Nobody will consider it surrender if Michelle Obama spends more time caring for her children than making policy. On the contrary, she will be admired for it.
Ironically perhaps, because the new First Lady has already distinguished herself professionally, she will be free to play any role she chooses in the White House, including a very traditional one. Hillary Rodham Clinton, one generation older, did not have that freedom. “In some ways Hillary was a victim of feminism,” George Stephanopoulos told me, “If she did it the traditional First Lady way, it would be
a surrender. Whereas if she had an office in the West Wing, and her own policies, it was not derivative; she was being recognized in her own right.” Nobody, on the other hand, will consider it surrender if Michelle Obama spends more time caring for her children than making policy. On the contrary, she will be admired for it. It is inconceivable, however, that a woman as bright and focused as Michelle Obama will not find specific causes and issues to advocate from the First Lady’s bully pulpit. She would, for example, make an extraordinary occasional envoy to Third World women at a time when our nation desperately needs an image makeover, and she has already showed great interest in helping military families.

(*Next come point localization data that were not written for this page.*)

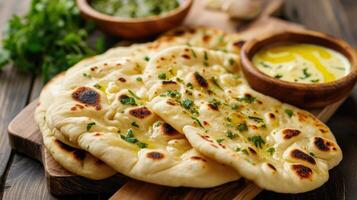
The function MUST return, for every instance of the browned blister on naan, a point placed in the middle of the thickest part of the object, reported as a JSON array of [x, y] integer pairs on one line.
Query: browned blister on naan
[[278, 146]]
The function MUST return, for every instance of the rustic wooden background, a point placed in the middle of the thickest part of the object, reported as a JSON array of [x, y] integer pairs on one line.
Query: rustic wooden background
[[23, 178]]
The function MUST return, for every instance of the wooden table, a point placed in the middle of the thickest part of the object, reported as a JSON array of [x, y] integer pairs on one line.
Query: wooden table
[[24, 178]]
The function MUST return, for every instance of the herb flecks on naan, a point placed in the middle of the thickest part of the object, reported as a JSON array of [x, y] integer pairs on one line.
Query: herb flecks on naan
[[73, 159], [103, 110], [278, 146]]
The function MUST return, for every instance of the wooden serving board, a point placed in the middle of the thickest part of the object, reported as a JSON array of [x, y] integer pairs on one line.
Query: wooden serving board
[[26, 138]]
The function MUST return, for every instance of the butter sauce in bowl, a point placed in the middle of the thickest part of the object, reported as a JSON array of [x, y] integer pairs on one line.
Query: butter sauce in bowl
[[302, 63], [304, 68]]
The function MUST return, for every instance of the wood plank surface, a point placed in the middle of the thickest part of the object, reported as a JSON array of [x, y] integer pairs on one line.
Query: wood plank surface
[[324, 15], [14, 92]]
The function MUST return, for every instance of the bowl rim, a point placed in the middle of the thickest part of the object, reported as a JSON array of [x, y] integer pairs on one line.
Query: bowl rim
[[247, 64], [86, 8]]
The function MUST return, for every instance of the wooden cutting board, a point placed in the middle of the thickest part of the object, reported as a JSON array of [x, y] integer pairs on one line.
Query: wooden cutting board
[[25, 136]]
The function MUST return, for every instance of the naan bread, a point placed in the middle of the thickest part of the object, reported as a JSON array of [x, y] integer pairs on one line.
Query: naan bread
[[278, 146], [74, 160], [103, 110]]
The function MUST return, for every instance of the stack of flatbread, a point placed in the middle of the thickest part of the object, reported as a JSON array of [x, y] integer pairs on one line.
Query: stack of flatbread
[[178, 112]]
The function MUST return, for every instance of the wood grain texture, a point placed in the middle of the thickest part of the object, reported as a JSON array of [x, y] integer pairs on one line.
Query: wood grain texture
[[343, 124]]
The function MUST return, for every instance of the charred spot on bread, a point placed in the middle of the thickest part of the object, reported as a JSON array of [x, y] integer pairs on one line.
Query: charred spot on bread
[[171, 102], [121, 79], [213, 106], [271, 166], [198, 158], [252, 150], [77, 153], [320, 144], [167, 129], [302, 171], [200, 80], [289, 133], [239, 43], [87, 96], [155, 155], [141, 112], [168, 82], [298, 154], [185, 56]]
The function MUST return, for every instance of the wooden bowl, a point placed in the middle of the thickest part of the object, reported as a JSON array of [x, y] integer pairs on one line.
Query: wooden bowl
[[299, 94], [135, 28]]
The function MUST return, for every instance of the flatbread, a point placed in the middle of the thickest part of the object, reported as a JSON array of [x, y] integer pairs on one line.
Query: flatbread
[[278, 146], [72, 159], [102, 108]]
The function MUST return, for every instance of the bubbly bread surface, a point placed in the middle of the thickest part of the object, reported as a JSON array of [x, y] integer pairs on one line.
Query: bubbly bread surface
[[278, 146]]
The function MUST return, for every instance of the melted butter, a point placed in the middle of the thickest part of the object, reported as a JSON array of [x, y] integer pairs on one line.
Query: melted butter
[[303, 63]]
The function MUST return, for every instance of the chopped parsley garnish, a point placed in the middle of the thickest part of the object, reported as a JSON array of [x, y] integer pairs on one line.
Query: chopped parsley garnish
[[271, 150], [215, 102], [219, 141], [135, 124], [162, 76], [231, 61], [129, 137], [289, 112], [247, 99], [215, 82], [205, 55], [234, 106], [179, 80], [197, 121], [189, 85], [90, 125], [230, 134], [258, 141], [173, 94], [245, 152], [87, 75], [278, 76], [133, 94], [306, 74], [193, 53], [187, 103], [242, 127], [256, 119], [97, 86], [141, 145], [157, 124], [125, 100], [265, 65]]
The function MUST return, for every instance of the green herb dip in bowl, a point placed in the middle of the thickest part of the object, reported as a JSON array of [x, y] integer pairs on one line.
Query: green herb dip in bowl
[[135, 19]]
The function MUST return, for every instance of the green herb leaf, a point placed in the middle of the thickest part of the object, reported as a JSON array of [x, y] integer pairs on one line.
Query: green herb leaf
[[197, 121], [162, 76], [135, 124], [258, 141], [215, 82], [187, 103], [134, 95], [242, 127], [289, 112], [90, 125], [219, 141], [247, 99], [271, 150], [141, 145], [128, 101]]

What is certain is that the White House will transform her, as it has all previous occupants. History will bear down on her as it did on Jacqueline Bouvier Kennedy. Who could have predicted that Mrs. Kennedy, the ethereal post-debutante, would pen an eloquent letter as the nation’s first widow to Soviet leader Nikita Khrushchev, urging him to pursue the détente begun under her husband’s presidency? Like Mrs. Kennedy, Mrs. Obama will cross corridors where Eleanor Roosevelt once walked. She will be swept up by the power of 200 years of myths and memories—in unpredictable ways. I have a feeling she will not squander the opportunity offered by her platform. She will realize that being First Lady is not a job, but the opportunity of a lifetime. There is no role in the world like the one she is about to play.